Hotel Fires? More than once (these REALLY get the blood flowing).

Rock Climbed? A bit, something I really need to get back into…I haven’t done it in years (like since I was 12).

Ice Climbed? Not yet…but coming really, really soon. I just need to find an outfitter and trainer and a location that’s good for beginners at the novice level.

Hurricanes of Large Proportions? Yeah, I think I was 11, we were traveling in The South. It was fucking AWESOME to see the storms come in over the water, we were in Nags Head, North Carolina – totally gorgeous. Ever since I’ve wanted to chase storms at least once in my life, it’s still on the To Do list.

Swam in a Flash Flood? Yup…well I had to to get from the Car to the sidewalk somehow, and then to someone’s door. Mom was there for that one too…she was driving at the time. I was in Middle School I think (I’m not sure, I’d have to ask her for the year that happened).

Pulled my Dad – who was upside down at the time – from the Trees he and his skis were stuck in? Yes…he said he ‘caught an edge’ my response was ‘what kind of edge leaves you hanging upside down in the trees?’ – he just grunted. I still quite haven’t figured out how he managed to do it and he isn’t telling.

E.R. Visits: Quite a few actually, we used to have our ‘regular’ plastic surgeon (my twin and I) that we requested when we needed to be stitched up…I can safely say that I am the cause for more than one of my mom’s grey hairs (lol Marian, one day I’ll introduce you to my Mother).

Now all of the above, to me was FUN – as you can see, I really don’t like those boring, no first aid kit required, vacations. What’s the point?

I can shop at a mall at home, I can sit on a beach at home…I can only face riot police, wild fires, mass flooding, and other near death experiences in other parts of the globe. I swear to God, my husband – when I finally find him (well, I’m still rooting for George in all honesty, hot canadian bass guitarist that he is) is gunna have to be tough as nails and ready for action (both in and out of bed) or at least really, really calm in ‘crisis’ (read: my vacation) situations. I pride myself in the fact that I have almost every Worst Case Scenario survival book (not only that, I post-it flagged the REALLY important entries, like how to jump into a dumpster and get across the top of a moving train) and that Kim (Good Kim, not Evil Kim) gave me the page a day calendar last holiday season.

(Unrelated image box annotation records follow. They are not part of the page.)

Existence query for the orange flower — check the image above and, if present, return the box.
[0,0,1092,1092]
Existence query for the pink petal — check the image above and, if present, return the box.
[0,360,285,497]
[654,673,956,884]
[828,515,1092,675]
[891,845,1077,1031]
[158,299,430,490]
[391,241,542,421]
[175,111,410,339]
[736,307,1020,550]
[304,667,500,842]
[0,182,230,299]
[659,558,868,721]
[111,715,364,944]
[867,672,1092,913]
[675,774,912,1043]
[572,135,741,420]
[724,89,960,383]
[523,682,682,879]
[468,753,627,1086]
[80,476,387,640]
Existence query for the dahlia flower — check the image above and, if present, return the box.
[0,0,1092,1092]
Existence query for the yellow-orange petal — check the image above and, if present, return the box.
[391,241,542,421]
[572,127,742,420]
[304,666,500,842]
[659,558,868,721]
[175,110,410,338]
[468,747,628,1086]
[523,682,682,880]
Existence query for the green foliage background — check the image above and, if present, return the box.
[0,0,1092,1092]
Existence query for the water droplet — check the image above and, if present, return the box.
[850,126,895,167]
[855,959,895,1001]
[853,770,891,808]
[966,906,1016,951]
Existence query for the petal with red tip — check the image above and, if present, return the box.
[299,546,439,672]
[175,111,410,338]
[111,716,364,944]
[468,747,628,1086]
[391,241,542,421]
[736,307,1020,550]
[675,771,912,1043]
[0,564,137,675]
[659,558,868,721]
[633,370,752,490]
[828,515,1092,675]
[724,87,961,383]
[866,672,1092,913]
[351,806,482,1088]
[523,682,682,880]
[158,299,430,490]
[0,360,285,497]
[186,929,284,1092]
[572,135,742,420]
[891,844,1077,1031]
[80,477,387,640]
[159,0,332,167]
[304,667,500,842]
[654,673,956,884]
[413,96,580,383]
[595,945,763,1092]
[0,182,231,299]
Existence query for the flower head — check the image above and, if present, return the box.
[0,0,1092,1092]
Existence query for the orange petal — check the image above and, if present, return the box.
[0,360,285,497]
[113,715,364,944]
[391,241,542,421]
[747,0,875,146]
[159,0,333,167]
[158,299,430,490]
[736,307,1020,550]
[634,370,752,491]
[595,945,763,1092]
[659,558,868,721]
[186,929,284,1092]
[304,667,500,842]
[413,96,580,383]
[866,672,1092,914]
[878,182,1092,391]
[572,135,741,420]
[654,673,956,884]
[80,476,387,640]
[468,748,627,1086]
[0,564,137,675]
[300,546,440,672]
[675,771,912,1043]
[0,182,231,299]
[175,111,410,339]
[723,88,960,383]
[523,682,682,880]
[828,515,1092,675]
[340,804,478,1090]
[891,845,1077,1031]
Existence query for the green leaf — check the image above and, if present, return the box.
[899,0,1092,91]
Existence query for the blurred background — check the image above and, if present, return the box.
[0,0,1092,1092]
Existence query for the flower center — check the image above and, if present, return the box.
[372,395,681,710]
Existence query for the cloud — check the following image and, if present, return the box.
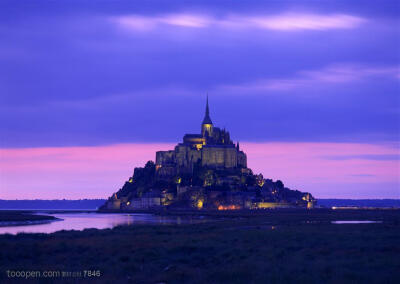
[110,13,366,31]
[323,152,400,161]
[221,64,400,92]
[0,142,400,199]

So you’re more than welcome to go to Sandals or Beaches or the Mall of America…i’ll stick with high risk zones…and maybe traveling to the Southern Hemisphere to play with Penguins (providing they’re friendly…I actually need to check on that, but if they are i want to sled with them)….how COOL would that be? Dude, I’d love to be able to slide like they can, it just looks like so much fun. I think Candie (covarla) would have to come with me for that trip though…if I went without her, she’d kill me.

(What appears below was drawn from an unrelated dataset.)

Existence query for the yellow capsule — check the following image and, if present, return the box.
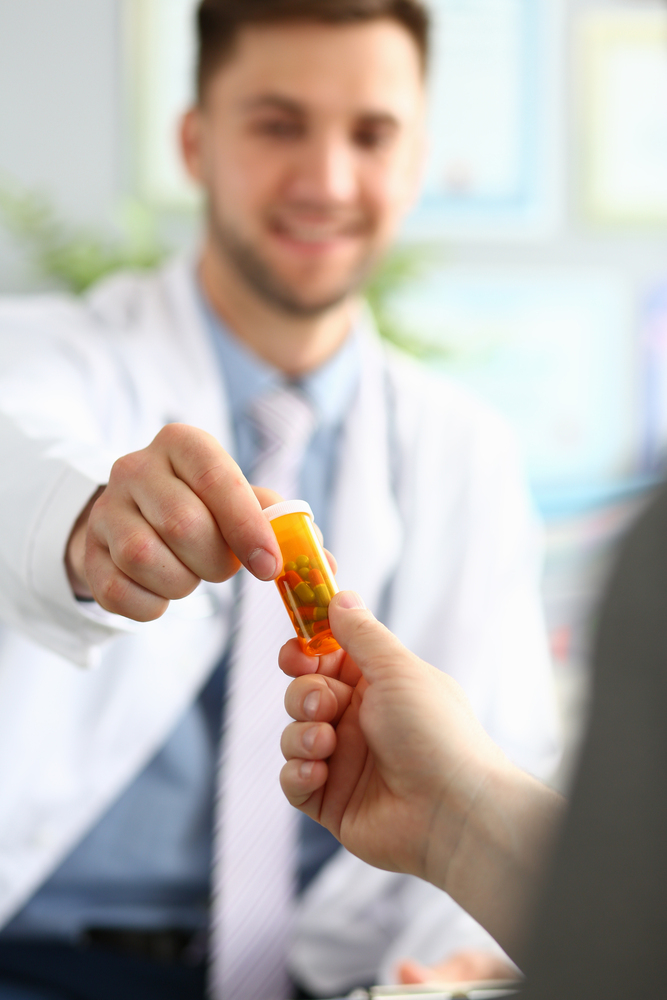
[314,583,331,608]
[264,500,340,656]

Okay, time to burn a CD For the Trip and then finish packing in the joint clothing back and then getting my satchel filled with pens, writing materials, etc for the trip. I don’t know how people functioned before the invention of messenger bags and the like, I can’t live without mine (I mean I can, it’d just be less organized living lol).

Okay…peace out all; I’ll pone post from FL when I get there ’cause I’m leaving the laptop at the LI house so I can get through security easier.